- 1 head garlic
- 2 tablespoons EVOO, divided
- 2 tablespoons butter
- 2 large onions, thinly sliced
- 1 bay leaf
- 1 teaspoon ground dry thyme
- salt and ground black pepper
- 2 cups beef consomme or stock
- 2 pounds thinly sliced deli roast beef
- 4 onion rolls, split open
Pre-heat oven to 400 degrees.
Cut about a quarter of an inch off the top of the garlic head and place it onto a square of aluminum foil. Drizzle with about 1 tablespoon EVOO and close the foil up around the garlic. Transfer to the oven and roast until golden brown and tender, about 40 minutes. Remove from the oven and let cool.
While the garlic is roasting, place large skillet over medium heat with 1 turn of the pan of EVOO, about 1 tablespoon, and the butter. Add the onions, bay leaf and thyme to the pan and cook gently until the onions are well caramelized, about 30 minutes. Season with salt and pepper, and reserve.
When the garlic is cool enough to handle, place a medium pot over medium-high heat with the beef consomme or stock.
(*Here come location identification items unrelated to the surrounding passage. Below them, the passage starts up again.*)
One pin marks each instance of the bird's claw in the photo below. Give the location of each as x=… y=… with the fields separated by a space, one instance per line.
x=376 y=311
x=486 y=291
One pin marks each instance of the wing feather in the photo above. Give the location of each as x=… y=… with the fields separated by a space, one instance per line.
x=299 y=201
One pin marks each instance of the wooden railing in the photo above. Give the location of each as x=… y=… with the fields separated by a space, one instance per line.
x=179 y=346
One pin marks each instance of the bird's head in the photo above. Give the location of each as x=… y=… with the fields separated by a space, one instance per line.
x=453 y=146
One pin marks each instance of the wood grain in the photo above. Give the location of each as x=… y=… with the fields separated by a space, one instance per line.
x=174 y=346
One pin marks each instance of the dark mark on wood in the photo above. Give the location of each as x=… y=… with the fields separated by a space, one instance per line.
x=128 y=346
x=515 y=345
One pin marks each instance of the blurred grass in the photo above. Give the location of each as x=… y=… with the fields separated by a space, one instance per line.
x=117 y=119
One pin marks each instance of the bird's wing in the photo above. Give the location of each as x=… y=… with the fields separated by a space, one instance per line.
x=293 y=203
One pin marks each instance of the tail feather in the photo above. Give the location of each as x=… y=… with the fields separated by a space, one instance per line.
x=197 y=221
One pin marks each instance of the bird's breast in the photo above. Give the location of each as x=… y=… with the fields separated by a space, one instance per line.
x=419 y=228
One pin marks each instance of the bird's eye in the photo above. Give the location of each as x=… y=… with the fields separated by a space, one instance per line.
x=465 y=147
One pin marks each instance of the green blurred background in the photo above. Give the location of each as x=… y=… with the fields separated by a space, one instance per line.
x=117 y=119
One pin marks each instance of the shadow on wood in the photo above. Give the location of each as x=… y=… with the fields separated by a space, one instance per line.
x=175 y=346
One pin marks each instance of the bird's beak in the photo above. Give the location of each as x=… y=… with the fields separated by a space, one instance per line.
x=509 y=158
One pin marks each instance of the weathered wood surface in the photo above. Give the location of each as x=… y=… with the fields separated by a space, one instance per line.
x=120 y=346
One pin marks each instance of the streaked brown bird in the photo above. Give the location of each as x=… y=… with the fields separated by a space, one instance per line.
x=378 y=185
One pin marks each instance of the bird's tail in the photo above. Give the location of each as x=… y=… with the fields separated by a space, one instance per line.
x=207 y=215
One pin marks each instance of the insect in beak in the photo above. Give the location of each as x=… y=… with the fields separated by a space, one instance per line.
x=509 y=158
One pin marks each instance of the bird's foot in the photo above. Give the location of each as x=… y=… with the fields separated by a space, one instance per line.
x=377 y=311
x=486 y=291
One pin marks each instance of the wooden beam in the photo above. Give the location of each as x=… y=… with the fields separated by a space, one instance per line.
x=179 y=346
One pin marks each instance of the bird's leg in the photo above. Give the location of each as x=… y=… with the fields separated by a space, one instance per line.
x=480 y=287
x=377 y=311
Squeeze the roasted garlic cloves out onto a cutting board, mash it into a paste with your knife and whisk it into the warm beef stock.
To assemble the sanwiches, dip the roast beef slice into the roasted garlic jus. Divide the meat between the four buns and top each with some of the caramelized onions. Serve with additional jus on the side for dipping.